“Air meluap, jadi pengunjung tidak bisa mandi,” katanya.
Padahal, aktivitas tersebut menjadi daya tarik utama kawasan wisata Bantimurung. Akibatnya, minat wisatawan turun drastis.
Dari total kunjungan itu, pendapatan asli daerah (PAD) yang dihasilkan hanya sekitar Rp103.640.000.
Selain faktor cuaca, wisatawan juga disebut beralih ke destinasi lain yang dinilai lebih aman.
“Ada alternatif seperti waterpark yang tetap ramai, jadi pengunjung mungkin beralih,” tambah Suwardi.
Di tengah kondisi tersebut, Pemkab Maros mulai menyiapkan langkah pembenahan.

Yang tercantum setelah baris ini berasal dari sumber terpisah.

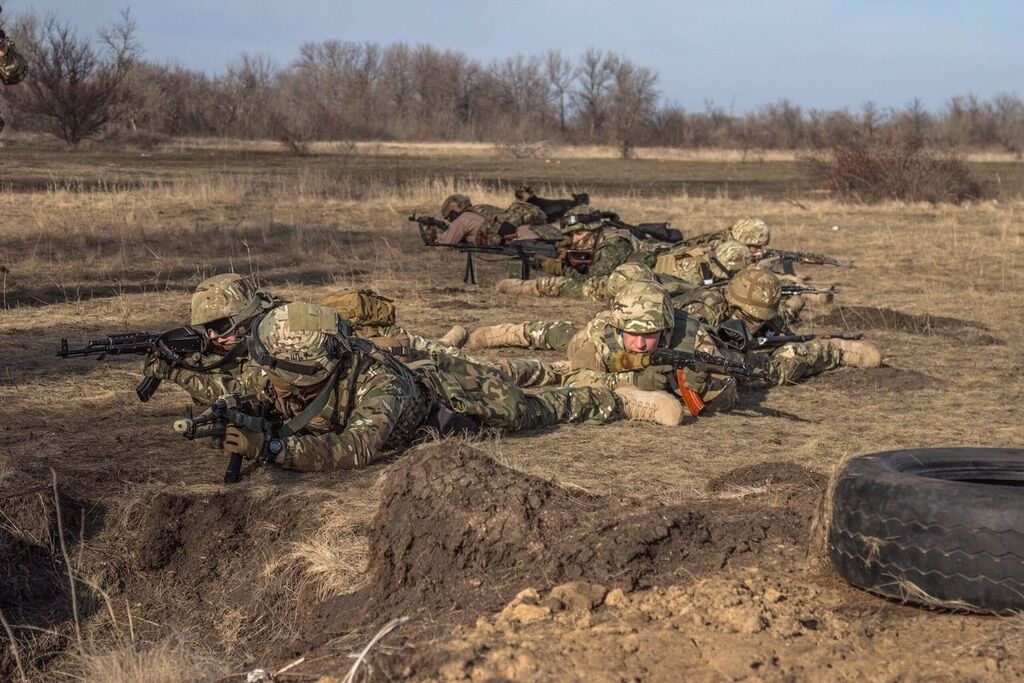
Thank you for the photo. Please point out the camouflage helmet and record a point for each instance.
(570, 219)
(751, 231)
(226, 296)
(293, 343)
(733, 255)
(13, 66)
(756, 292)
(627, 273)
(523, 193)
(527, 214)
(643, 308)
(455, 205)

Salah satunya melalui skema kerja sama pengelolaan dengan pihak ketiga.
Suwardi mengungkapkan, proses lelang pengelolaan kawasan Bantimurung telah dibuka, namun akan diulang karena belum memenuhi syarat.

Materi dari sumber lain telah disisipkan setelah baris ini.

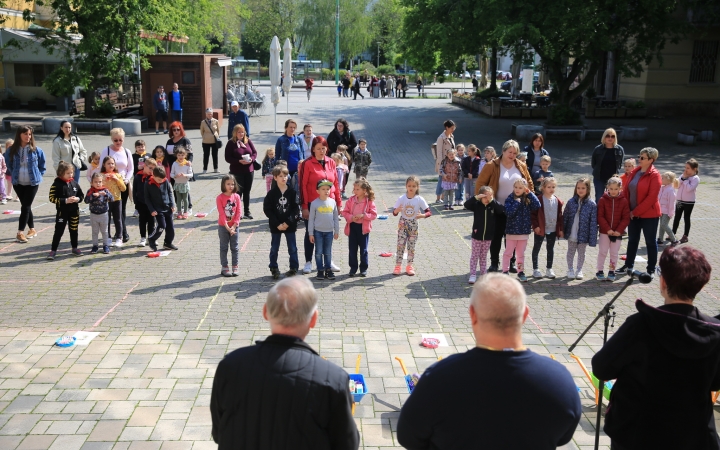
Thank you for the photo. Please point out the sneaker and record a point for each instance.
(308, 267)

“Sudah ada dua peminat, tapi akan kita ulang sesuai aturan,” jelasnya.
Nilai kerja sama ditawarkan berdasarkan penilaian aset oleh tim independen, yakni sekitar Rp55 miliar, dengan kontribusi tetap 10 persen atau sekitar Rp5,5 miliar per tahun.

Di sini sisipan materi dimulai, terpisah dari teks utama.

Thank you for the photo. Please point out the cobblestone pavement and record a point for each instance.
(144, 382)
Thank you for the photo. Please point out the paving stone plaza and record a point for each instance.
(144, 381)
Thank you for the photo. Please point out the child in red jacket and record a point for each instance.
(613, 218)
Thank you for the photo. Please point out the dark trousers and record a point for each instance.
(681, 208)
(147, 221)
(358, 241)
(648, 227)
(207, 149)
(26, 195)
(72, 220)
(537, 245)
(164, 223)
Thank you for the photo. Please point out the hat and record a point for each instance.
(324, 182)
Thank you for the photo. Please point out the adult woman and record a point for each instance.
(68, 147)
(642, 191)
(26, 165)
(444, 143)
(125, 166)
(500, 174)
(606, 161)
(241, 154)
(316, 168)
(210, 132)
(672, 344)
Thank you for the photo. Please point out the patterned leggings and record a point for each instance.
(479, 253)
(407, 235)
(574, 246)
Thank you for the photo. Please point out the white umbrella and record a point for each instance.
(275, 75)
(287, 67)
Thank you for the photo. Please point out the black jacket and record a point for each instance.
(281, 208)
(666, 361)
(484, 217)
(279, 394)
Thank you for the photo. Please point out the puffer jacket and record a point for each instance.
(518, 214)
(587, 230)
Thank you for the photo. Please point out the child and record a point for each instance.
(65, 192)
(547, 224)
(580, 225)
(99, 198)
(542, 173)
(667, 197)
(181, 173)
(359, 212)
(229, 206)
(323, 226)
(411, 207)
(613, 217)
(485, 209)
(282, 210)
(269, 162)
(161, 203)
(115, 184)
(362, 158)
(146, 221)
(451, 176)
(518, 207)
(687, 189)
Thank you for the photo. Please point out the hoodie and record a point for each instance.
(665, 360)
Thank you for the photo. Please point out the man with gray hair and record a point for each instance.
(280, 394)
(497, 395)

Sementara itu, salah satu pengunjung, Fadli (35), mengaku tetap datang meski tidak bisa menikmati wahana utama.
“Anak-anak sebenarnya mau main air, tapi tidak memungkinkan, jadi cuma duduk-duduk saja,” tuturnya.
Ia berharap pengelola menghadirkan alternatif wahana agar wisatawan tetap bisa beraktivitas saat cuaca kurang bersahabat.